In this section, we perform grid search for these parameters.

In [46]:
# Grid search parameters
n_layer_val         = [2, 4]
n_neuron_val        = [100, 300]
n_layers_vgg_tune_val   = [2, 3]
dropout_val         = [0.2, 0.4]
learn_rate_val       = [0.001, 0.005]

In [47]:
# Grid search
n_layer_vec              = np.array([])
n_neuron_vec             = np.array([])
n_layers_vgg_tune_vec    = np.array([])
dropout_vec              = np.array([])
learn_rate_vec           = np.array([])

val_accuracy      = np.array([])
epochs            = 25

for n_layer in n_layer_val:
  for n_neuron in n_neuron_val:
    for n_layers_vgg_tune in n_layers_vgg_tune_val:
      for dropout in dropout_val:
        for lr in learn_rate_val:
            model_search  = create_model(n_layer, n_neuron, n_layers_vgg_tune, dropout, lr)
            model_search.fit(train_generator,
                              steps_per_epoch=len(train_generator),
                              validation_data=validation_generator,
                              validation_steps=len(validation_generator),
                              epochs=epochs, verbose=0
                              )
            acc = model_search.evaluate(validation_generator)
            val_accuracy      = np.append(val_accuracy, acc[1])
            n_layer_vec       = np.append(n_layer_vec, n_layer)
            n_neuron_vec      = np.append(n_neuron_vec, n_neuron)
            n_layers_vgg_tune_vec= np.append(n_layers_vgg_tune_vec, n_layers_vgg_tune)
            dropout_vec          = np.append(dropout_vec, dropout)
            learn_rate_vec       = np.append(learn_rate_vec, lr)
            del model_search
            tf.keras.backend.clear_session()
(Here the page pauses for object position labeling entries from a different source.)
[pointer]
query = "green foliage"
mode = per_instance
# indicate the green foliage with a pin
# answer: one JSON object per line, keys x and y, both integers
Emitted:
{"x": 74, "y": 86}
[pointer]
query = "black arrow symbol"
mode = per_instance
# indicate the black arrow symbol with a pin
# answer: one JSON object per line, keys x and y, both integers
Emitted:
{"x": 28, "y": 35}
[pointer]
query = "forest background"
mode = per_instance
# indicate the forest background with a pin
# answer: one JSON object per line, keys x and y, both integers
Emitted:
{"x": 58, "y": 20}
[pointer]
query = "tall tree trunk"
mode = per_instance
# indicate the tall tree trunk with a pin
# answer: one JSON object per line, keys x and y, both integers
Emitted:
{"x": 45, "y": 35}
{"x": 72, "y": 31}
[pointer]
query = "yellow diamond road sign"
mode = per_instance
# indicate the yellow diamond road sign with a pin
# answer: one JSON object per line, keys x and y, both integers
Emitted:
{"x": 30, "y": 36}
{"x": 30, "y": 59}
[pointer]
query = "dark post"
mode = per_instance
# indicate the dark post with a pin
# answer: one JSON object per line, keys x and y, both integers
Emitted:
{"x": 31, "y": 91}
results_grid_search                       = pd.DataFrame (n_layer_vec, columns=['Layers in DNN'])
results_grid_search['Neurons in DNN layers']  = n_neuron_vec
results_grid_search['Number of trainable layers in VGG16']      = n_layers_vgg_tune_vec
results_grid_search['Dropout'] = dropout_vec
results_grid_search['Learning Rate'] = learn_rate_vec
results_grid_search['Validation Accuracy'] = val_accuracy



In [49]:
results_grid_search.to_excel('/content/gdrive/MyDrive/Capstone_Project/results_grid_search.xlsx', index=False)
results_grid_search

Unnamed: 0,Layers in DNN,Neurons in DNN layers,Number of trainable layers in VGG16,Dropout,Learning Rate,Validation Accuracy
0,2.0,100.0,2.0,0.2,0.001,0.74026
1,2.0,100.0,2.0,0.2,0.005,0.720779
2,2.0,100.0,2.0,0.4,0.001,0.720779
3,2.0,100.0,2.0,0.4,0.005,0.688312
4,2.0,100.0,3.0,0.2,0.001,0.75974
5,2.0,100.0,3.0,0.2,0.005,0.123377
6,2.0,100.0,3.0,0.4,0.001,0.74026
7,2.0,100.0,3.0,0.4,0.005,0.123377
8,2.0,300.0,2.0,0.2,0.001,0.792208
9,2.0,300.0,2.0,0.2,0.005,0.681818


#**Conclusion**
The best model had an accuracy of 79.2% as compared to 75.97% without hyperparameter tuning. It is observed that a lower dropout and learning rate led to better performance.